Aller au contenu

Page:Marais - La Nièce de l'oncle Sam (Les Annales politiques et littéraires, en feuilleton, 4 août au 6 octobre), 1918.djvu/51

La bibliothèque libre.
Le texte de cette page a été corrigé et est conforme au fac-similé.

— Gardez.

Et le chauffeur, qui se retira en remerciant pour le pourboire, ne se doutait guère que derrière lui, la jeune fille, comptant avec inquiétude ce qui restait dans le porte-monnaie, constatait qu’elle possédait en tout trois cent cinquante francs…

Et la vie devait continuer… Les dépenses journalières… vingt-cinq francs chez le pharmacien, hier soir… l’argent des repas, les gages de la bonne, l’éclairage, le gaz, la blanchisseuse… Soudain impressionnée par la bassesse et les exigences de la vie courante, Laurence gémissait :

— Dire que je n’ai même pas la liberté de ne penser qu’à pleurer !

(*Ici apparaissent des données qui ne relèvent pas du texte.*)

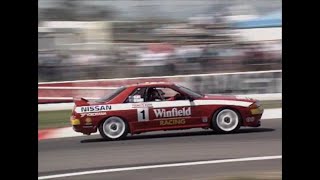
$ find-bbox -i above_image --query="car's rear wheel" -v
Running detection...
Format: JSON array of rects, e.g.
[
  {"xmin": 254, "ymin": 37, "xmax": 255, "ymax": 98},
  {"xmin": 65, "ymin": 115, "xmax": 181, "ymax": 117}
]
[
  {"xmin": 99, "ymin": 116, "xmax": 129, "ymax": 140},
  {"xmin": 212, "ymin": 109, "xmax": 241, "ymax": 133}
]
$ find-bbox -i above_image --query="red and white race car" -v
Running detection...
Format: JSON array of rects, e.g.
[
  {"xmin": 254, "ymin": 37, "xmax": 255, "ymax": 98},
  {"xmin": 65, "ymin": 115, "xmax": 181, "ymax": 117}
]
[{"xmin": 70, "ymin": 82, "xmax": 263, "ymax": 140}]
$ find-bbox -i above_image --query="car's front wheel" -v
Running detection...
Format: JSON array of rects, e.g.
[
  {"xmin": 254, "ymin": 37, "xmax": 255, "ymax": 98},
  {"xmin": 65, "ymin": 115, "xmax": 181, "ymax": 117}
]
[
  {"xmin": 99, "ymin": 116, "xmax": 129, "ymax": 140},
  {"xmin": 212, "ymin": 109, "xmax": 241, "ymax": 133}
]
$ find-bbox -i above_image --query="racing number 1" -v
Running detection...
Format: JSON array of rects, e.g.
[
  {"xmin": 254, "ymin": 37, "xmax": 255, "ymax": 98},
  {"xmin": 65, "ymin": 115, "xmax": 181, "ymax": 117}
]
[{"xmin": 137, "ymin": 108, "xmax": 149, "ymax": 122}]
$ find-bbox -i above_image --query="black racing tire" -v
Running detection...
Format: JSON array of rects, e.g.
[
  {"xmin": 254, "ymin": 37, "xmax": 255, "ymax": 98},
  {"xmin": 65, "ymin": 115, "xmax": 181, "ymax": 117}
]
[
  {"xmin": 211, "ymin": 108, "xmax": 241, "ymax": 133},
  {"xmin": 99, "ymin": 116, "xmax": 129, "ymax": 141}
]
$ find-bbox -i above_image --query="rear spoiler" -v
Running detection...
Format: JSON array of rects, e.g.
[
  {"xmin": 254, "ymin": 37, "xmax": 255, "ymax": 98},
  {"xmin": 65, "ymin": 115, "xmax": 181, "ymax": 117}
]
[{"xmin": 73, "ymin": 97, "xmax": 88, "ymax": 106}]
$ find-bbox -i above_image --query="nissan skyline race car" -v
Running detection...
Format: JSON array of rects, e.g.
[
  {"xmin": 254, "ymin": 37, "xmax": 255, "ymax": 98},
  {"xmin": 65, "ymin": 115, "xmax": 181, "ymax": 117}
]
[{"xmin": 70, "ymin": 82, "xmax": 264, "ymax": 140}]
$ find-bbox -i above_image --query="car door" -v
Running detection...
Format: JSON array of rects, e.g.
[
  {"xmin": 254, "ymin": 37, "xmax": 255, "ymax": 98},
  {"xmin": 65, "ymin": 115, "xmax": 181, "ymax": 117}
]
[{"xmin": 138, "ymin": 87, "xmax": 200, "ymax": 130}]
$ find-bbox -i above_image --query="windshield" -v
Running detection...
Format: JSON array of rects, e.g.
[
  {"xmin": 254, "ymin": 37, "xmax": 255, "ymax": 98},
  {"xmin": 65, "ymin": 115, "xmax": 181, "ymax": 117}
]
[
  {"xmin": 97, "ymin": 86, "xmax": 126, "ymax": 102},
  {"xmin": 177, "ymin": 85, "xmax": 203, "ymax": 98}
]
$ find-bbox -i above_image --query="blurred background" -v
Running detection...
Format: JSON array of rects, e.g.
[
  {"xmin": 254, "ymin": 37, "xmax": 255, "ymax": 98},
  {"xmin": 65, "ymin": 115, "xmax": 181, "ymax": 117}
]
[{"xmin": 38, "ymin": 0, "xmax": 282, "ymax": 82}]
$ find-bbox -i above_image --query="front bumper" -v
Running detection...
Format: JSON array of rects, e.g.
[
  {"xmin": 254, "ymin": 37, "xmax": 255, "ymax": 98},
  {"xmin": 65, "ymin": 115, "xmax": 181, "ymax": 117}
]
[{"xmin": 72, "ymin": 125, "xmax": 97, "ymax": 135}]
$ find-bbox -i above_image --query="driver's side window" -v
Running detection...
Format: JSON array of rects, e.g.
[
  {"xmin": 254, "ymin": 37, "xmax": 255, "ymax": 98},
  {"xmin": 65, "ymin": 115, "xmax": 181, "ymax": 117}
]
[
  {"xmin": 146, "ymin": 87, "xmax": 187, "ymax": 102},
  {"xmin": 124, "ymin": 88, "xmax": 146, "ymax": 103}
]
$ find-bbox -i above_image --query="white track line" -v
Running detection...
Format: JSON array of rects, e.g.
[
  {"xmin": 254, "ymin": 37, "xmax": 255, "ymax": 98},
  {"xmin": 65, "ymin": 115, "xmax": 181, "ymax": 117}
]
[{"xmin": 38, "ymin": 155, "xmax": 282, "ymax": 180}]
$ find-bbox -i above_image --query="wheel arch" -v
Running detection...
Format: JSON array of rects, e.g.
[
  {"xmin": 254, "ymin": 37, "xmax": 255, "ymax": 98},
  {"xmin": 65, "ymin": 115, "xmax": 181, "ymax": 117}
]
[{"xmin": 210, "ymin": 105, "xmax": 243, "ymax": 126}]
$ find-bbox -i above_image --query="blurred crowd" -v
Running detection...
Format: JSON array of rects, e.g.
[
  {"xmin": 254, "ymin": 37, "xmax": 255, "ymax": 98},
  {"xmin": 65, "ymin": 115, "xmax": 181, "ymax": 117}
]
[
  {"xmin": 38, "ymin": 0, "xmax": 282, "ymax": 81},
  {"xmin": 38, "ymin": 42, "xmax": 282, "ymax": 80}
]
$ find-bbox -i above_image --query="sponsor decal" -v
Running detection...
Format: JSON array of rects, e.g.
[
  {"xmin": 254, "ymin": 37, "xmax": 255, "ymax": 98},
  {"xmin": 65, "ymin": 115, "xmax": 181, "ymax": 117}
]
[
  {"xmin": 202, "ymin": 117, "xmax": 208, "ymax": 123},
  {"xmin": 159, "ymin": 119, "xmax": 186, "ymax": 126},
  {"xmin": 250, "ymin": 107, "xmax": 263, "ymax": 115},
  {"xmin": 85, "ymin": 118, "xmax": 92, "ymax": 125},
  {"xmin": 153, "ymin": 107, "xmax": 191, "ymax": 118},
  {"xmin": 80, "ymin": 105, "xmax": 111, "ymax": 113},
  {"xmin": 132, "ymin": 103, "xmax": 152, "ymax": 108},
  {"xmin": 246, "ymin": 117, "xmax": 254, "ymax": 122},
  {"xmin": 81, "ymin": 112, "xmax": 107, "ymax": 117},
  {"xmin": 71, "ymin": 119, "xmax": 80, "ymax": 126}
]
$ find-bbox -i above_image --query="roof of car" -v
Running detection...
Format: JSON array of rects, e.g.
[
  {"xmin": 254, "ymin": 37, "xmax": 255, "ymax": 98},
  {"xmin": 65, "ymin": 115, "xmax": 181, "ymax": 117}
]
[{"xmin": 127, "ymin": 82, "xmax": 174, "ymax": 87}]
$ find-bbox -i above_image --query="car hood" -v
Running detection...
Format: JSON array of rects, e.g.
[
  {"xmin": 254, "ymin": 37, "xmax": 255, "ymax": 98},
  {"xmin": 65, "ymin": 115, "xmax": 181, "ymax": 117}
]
[{"xmin": 200, "ymin": 94, "xmax": 256, "ymax": 102}]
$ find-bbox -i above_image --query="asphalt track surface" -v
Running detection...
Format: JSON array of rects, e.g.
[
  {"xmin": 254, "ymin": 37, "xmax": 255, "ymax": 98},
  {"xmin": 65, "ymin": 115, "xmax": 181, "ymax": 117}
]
[{"xmin": 38, "ymin": 119, "xmax": 282, "ymax": 180}]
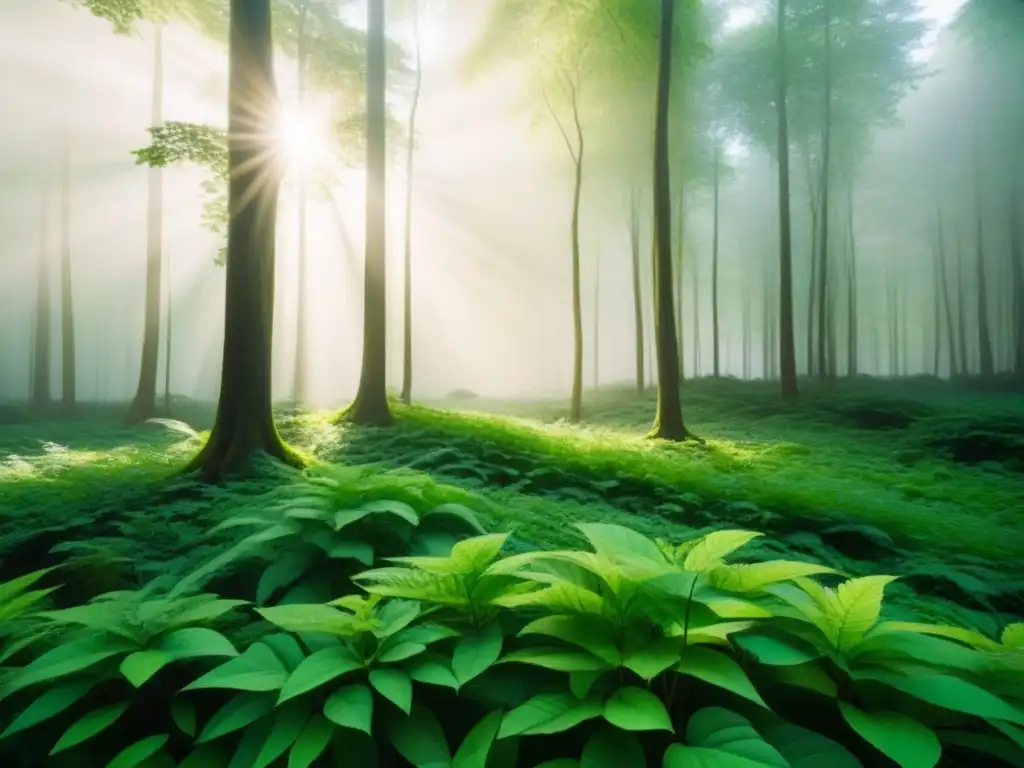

Comment allait-elle faire, d’ici quelque temps ? Elle ne pouvait continuer son service chez Litynski : cette ressource lui manquerait, au moment où les frais se multipliaient. Et, plus tard, il faudrait payer les visites du médecin qui venait tous les deux jours du Perray à Paris. Elle savait que son docteur était un de ces médecins désintéressés qui oublient d’envoyer leur note d’honoraires aux clients qu’ils savent dans la gêne… Mais raison de plus ! Et Laurence secouait orgueilleusement la tête. La fierté des d’Hersac allait compliquer encore les difficultés de sa situation : ne se fait pas gueux qui veut.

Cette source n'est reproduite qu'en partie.